Пробуждение боцмана посреди ночи, погребенного под всяким хламом было ужасным. Как потом признался, открыв глаза и ничего не увидев, пошевелив рукой и везде натыкаясь на шероховатость досок (как ему услужливо внушило полупьяное сознание), Гоша решил быть похороненным заживо. Не бывать этому, прочь демоны! Шрек с диким ревом, разбрасывая пустую тару по сторонам, восстал из небытия. Его свирепый рык сменился клекотом победы, когда пред глазами нарисовался борт парохода, а сверху обрушились яркие звезды. И он закружил в победном танце орангутангов, во все горло лая слова, неведомо откуда взявшиеся в голове: «Ен пабло, унидо, амассе равен сидо!»

На вахте у трапа в это время скучали два ОэСа (по-нашему, матросов второго класса). Два храбрых филиппинских парня Мани и Ману. Мани, при выходе на сцену одиозного Шрека, по-мудрому хлопнулся в обморок, Ману же внимательно досмотрел выступление питерского шоумена до конца. На суровом монголоидном лице не дрогнул ни один мускул, и только по мокрым штанам комбинезона натекла на палубу огромная лужа.

Гоша, отплясав свою произвольную программу, поднялся на борт в самом радужном настроении и, вдруг, увидел своего подчиненного в лежачем состоянии на палубе. «Спит, гаденыш», – ласково подумал он и, не имея права просто пройти мимо, гаркнул: «Встать, сука!» Волна жесточайшего перегара обдала стоящего со стеклянными глазами Ману и сразила его наповал. Он громко пукнул и завалился на своего даже не пытавшегося пошевелиться земляка. «Эх, вы, мать вашу!» – обиделся Шрек и ушел к себе в каюту.
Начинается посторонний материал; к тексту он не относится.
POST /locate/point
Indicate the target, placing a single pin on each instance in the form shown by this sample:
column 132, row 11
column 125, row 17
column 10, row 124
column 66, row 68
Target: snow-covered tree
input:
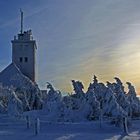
column 133, row 100
column 15, row 107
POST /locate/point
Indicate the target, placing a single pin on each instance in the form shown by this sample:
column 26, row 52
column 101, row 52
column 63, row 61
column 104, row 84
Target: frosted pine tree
column 15, row 107
column 121, row 95
column 133, row 100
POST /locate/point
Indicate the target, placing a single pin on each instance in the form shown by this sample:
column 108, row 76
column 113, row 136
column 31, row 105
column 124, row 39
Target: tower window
column 26, row 59
column 20, row 59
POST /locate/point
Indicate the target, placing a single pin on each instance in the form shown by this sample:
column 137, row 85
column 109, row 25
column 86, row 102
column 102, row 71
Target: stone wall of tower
column 24, row 54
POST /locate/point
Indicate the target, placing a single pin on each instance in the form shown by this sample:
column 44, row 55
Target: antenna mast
column 21, row 14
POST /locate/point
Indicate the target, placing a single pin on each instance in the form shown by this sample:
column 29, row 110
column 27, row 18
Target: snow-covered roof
column 12, row 76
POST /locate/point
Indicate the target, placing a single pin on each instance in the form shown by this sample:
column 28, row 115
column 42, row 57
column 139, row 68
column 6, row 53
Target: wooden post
column 125, row 125
column 28, row 122
column 37, row 126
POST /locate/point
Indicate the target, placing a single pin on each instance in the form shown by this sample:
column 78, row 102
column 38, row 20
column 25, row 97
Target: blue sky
column 77, row 38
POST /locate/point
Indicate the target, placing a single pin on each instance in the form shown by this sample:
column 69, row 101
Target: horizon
column 77, row 39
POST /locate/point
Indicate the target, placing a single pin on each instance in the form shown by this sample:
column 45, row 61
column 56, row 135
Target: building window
column 26, row 59
column 20, row 59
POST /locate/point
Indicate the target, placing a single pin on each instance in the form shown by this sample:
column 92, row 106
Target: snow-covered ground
column 16, row 130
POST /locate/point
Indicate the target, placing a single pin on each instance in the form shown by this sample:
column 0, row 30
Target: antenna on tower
column 21, row 14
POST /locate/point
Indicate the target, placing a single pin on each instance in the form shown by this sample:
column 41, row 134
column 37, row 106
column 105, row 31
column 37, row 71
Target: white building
column 23, row 59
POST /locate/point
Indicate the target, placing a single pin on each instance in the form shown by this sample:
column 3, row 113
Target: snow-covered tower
column 24, row 52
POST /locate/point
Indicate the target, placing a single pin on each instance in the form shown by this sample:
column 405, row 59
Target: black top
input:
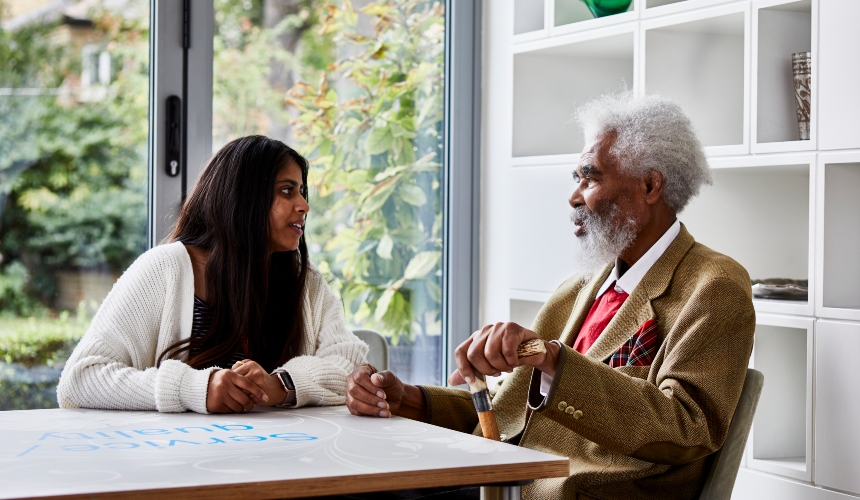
column 200, row 327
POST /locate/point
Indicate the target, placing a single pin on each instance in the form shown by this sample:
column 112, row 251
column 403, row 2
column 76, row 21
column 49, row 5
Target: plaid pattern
column 640, row 349
column 643, row 433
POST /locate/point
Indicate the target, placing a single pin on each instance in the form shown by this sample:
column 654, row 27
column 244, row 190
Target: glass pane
column 356, row 86
column 73, row 126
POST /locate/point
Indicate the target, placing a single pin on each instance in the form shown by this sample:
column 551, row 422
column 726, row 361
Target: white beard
column 606, row 236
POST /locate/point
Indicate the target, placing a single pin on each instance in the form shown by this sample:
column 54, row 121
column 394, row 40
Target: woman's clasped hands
column 246, row 384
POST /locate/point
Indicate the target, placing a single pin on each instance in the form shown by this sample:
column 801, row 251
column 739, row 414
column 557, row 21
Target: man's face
column 607, row 205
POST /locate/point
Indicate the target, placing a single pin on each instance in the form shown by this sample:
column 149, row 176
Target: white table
column 262, row 454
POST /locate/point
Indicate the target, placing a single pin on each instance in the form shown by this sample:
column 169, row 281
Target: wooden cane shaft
column 489, row 426
column 481, row 394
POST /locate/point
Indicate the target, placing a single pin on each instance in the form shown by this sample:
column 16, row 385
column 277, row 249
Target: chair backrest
column 727, row 460
column 378, row 354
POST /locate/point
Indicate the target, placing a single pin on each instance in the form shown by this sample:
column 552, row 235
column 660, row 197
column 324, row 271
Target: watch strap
column 289, row 388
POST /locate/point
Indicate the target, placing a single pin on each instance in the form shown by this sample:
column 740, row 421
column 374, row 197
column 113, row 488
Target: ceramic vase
column 801, row 66
column 600, row 8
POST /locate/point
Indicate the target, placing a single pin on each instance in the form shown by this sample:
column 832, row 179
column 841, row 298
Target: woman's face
column 287, row 217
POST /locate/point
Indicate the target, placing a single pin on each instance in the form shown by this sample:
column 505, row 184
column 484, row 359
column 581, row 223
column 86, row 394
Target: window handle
column 174, row 135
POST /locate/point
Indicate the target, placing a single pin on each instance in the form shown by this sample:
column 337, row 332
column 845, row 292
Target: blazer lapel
column 637, row 308
column 582, row 306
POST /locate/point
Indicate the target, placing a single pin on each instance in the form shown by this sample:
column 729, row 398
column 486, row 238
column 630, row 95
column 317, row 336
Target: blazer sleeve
column 685, row 414
column 320, row 378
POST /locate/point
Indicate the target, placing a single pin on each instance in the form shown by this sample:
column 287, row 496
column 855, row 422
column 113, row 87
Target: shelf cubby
column 839, row 236
column 657, row 8
column 781, row 438
column 838, row 72
column 542, row 254
column 758, row 212
column 573, row 15
column 780, row 28
column 529, row 16
column 551, row 81
column 837, row 409
column 701, row 61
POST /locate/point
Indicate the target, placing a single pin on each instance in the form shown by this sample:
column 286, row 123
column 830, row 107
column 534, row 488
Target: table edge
column 341, row 485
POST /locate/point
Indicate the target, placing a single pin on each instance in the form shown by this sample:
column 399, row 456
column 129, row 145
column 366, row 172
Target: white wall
column 497, row 109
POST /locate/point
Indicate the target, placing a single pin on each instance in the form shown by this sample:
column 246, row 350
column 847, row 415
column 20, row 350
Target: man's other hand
column 493, row 350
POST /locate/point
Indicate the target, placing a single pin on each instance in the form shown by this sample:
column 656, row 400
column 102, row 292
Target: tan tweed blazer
column 641, row 432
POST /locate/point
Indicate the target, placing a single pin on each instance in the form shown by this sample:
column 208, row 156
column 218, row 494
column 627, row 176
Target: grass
column 40, row 341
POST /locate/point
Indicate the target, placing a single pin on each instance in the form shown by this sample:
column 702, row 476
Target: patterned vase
column 600, row 8
column 801, row 66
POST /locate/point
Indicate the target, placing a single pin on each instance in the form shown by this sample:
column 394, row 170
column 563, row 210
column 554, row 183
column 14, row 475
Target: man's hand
column 273, row 391
column 493, row 350
column 230, row 392
column 369, row 392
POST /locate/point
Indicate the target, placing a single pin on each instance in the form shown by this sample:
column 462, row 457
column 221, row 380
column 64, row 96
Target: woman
column 234, row 289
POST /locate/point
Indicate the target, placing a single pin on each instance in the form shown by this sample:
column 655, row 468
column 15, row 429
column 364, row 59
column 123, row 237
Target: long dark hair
column 256, row 299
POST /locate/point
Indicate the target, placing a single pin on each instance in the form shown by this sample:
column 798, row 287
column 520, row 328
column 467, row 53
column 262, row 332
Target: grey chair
column 378, row 354
column 724, row 468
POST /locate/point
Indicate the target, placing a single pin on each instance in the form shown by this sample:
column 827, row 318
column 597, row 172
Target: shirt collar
column 634, row 275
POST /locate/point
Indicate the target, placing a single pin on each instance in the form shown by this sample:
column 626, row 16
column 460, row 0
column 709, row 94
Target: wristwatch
column 289, row 388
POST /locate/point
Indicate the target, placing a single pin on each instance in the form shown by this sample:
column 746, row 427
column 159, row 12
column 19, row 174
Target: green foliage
column 14, row 298
column 46, row 341
column 371, row 125
column 72, row 165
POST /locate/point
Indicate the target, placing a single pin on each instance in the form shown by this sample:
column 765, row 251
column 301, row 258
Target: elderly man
column 646, row 354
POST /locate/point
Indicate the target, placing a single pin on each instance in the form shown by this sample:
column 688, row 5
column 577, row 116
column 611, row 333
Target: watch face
column 288, row 381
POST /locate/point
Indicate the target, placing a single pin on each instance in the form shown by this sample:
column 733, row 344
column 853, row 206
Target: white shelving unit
column 780, row 439
column 782, row 207
column 768, row 200
column 784, row 27
column 701, row 60
column 838, row 236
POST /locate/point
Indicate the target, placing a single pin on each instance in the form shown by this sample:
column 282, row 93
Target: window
column 358, row 88
column 73, row 178
column 363, row 89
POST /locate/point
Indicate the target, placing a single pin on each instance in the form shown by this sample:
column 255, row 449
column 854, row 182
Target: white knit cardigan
column 151, row 306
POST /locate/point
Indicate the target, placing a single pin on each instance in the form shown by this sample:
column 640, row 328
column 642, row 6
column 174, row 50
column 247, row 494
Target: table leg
column 503, row 492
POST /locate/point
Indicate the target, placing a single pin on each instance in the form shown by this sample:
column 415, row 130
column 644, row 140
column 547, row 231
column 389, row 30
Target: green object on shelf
column 601, row 8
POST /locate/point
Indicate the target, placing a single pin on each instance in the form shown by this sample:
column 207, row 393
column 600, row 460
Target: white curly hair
column 653, row 133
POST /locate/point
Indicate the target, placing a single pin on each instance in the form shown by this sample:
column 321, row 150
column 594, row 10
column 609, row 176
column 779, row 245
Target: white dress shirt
column 630, row 279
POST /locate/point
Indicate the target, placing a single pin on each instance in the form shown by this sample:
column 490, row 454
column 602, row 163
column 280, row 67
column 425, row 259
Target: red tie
column 601, row 313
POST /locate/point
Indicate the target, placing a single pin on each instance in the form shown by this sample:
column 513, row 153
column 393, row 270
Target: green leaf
column 421, row 265
column 379, row 141
column 386, row 244
column 413, row 195
column 383, row 303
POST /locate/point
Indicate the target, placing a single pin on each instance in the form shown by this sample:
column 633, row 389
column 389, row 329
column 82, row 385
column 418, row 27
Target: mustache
column 583, row 216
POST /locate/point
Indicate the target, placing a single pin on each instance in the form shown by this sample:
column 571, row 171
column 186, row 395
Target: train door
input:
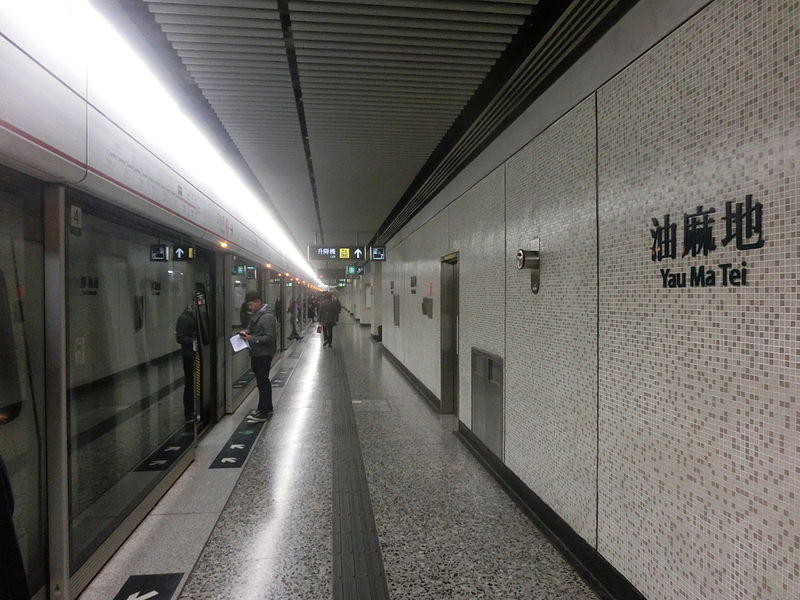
column 205, row 314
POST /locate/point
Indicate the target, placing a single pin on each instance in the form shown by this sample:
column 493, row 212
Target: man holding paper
column 260, row 335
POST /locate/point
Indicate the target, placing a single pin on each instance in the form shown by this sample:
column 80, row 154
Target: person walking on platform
column 294, row 305
column 261, row 334
column 186, row 336
column 328, row 316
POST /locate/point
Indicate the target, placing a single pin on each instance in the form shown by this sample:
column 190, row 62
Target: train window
column 129, row 395
column 22, row 426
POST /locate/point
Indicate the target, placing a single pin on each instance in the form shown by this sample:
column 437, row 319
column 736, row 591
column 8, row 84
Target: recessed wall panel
column 477, row 233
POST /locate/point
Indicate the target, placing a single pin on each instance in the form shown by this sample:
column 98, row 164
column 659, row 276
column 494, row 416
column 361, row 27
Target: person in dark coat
column 328, row 316
column 261, row 335
column 13, row 582
column 186, row 336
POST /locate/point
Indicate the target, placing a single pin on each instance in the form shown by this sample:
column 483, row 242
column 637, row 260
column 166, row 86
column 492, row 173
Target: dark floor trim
column 432, row 399
column 604, row 579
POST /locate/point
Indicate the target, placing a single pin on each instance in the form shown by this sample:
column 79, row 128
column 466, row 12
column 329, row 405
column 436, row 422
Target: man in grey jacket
column 328, row 316
column 261, row 334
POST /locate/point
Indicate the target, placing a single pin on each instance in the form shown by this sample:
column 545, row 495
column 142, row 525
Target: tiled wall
column 699, row 420
column 551, row 357
column 677, row 418
column 477, row 231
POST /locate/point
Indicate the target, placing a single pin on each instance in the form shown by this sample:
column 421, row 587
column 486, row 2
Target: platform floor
column 355, row 489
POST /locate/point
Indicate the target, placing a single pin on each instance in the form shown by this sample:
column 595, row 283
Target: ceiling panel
column 234, row 51
column 382, row 83
column 352, row 114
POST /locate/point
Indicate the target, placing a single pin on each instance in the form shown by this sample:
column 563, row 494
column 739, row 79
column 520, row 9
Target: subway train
column 605, row 298
column 136, row 232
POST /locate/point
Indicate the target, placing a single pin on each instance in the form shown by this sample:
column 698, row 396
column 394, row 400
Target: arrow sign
column 136, row 596
column 147, row 587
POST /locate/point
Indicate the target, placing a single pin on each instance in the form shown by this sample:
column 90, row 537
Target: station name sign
column 743, row 227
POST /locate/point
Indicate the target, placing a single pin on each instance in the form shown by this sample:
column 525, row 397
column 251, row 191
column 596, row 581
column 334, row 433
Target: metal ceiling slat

Однако похмелье не избирательно, даже такие гиганты утренней порой чувствуют себя неуверенно и с больной головой. Приняв душ и честно пролежав в скомканной постели секунд шестьсот, боцман услышал пробуждение камбузного бога. Мигом слетел к столовой:

– Олег, или убей, или помоги, – предложил он повару.

– Кого убить? – едва разбуженный своим таймером, но еще не совсем проснувшийся Олег досматривал какие-то свои ялтинские сны.

– Меня, боже мой, меня!

– Зачем? – невозмутимо спросил кок и зябко поежился то ли от утренней прохлады, то ли от картины, как он лишает жизни Гошу, промелькнувшей в начинающем бодрствовать мозгу.

– Плохо мне будет, братан! Уже сейчас колбасит, а что случится через час!

– Да, достанется тебе крепко. Похмелиться бы тебе!

– Да нельзя, работать еще надо!

– Тогда хорошо бы рассольчику и ноги в кипяток.

– А есть? – обнадежился Шрек.

– Нет, конечно. Слушай, говорят, креветки здорово оттягивают. Да и креветок нету. – Олег почесал в голове. – Вот раки есть. Ну, здоровые такие, омары. Мастер себе на десерт заказывал. Давай я тебе пару – тройку отварю, тот и не заметит.

– Ой, Олега, вари что хочешь, только побыстрее. Видишь: загинаюсь.

– Братан помирает, ухи просит, – промурлыкал повар, скрываясь в провизионке.

Когда раки были готовы и дымились на блюде, обсыпанные укропом, на камбуз красным колобком скатился красноглазый же дед.

Шрек, увидев такой поворот, только рукой махнул: «Пошли со мной, позавтракаем. Не спится же всяким!» и отправился в сторону бака, чтоб больше ни на кого не нарваться.

Судак отреагировал моментально: сказал в сутулую Гошину спину свой «айн момент», взял у Олега в долг на боцмана пиво и засеменил следом, только юбочка – майка развивалась по ветру.

Когда я с сожалением расстался со сном и вышел на палубу, чтоб слегка подразмяться, Олег уже сидел на кнехте и щурился на солнце.

– Здорово, – говорю, – боцмана видал?

– Видал! – потянулся он. – Вон с дедом на баке сидят.

Я приложил руку козырьком и различил две фигуры в тени брашпиля.

– Пиво с раками едят, – продолжил Олег.

– Не, – говорю, – это у них лица такие.

Олег хмыкнул и ушел к плите.

А над двумя собутыльниками махнул черным плащом Его Величество Запой.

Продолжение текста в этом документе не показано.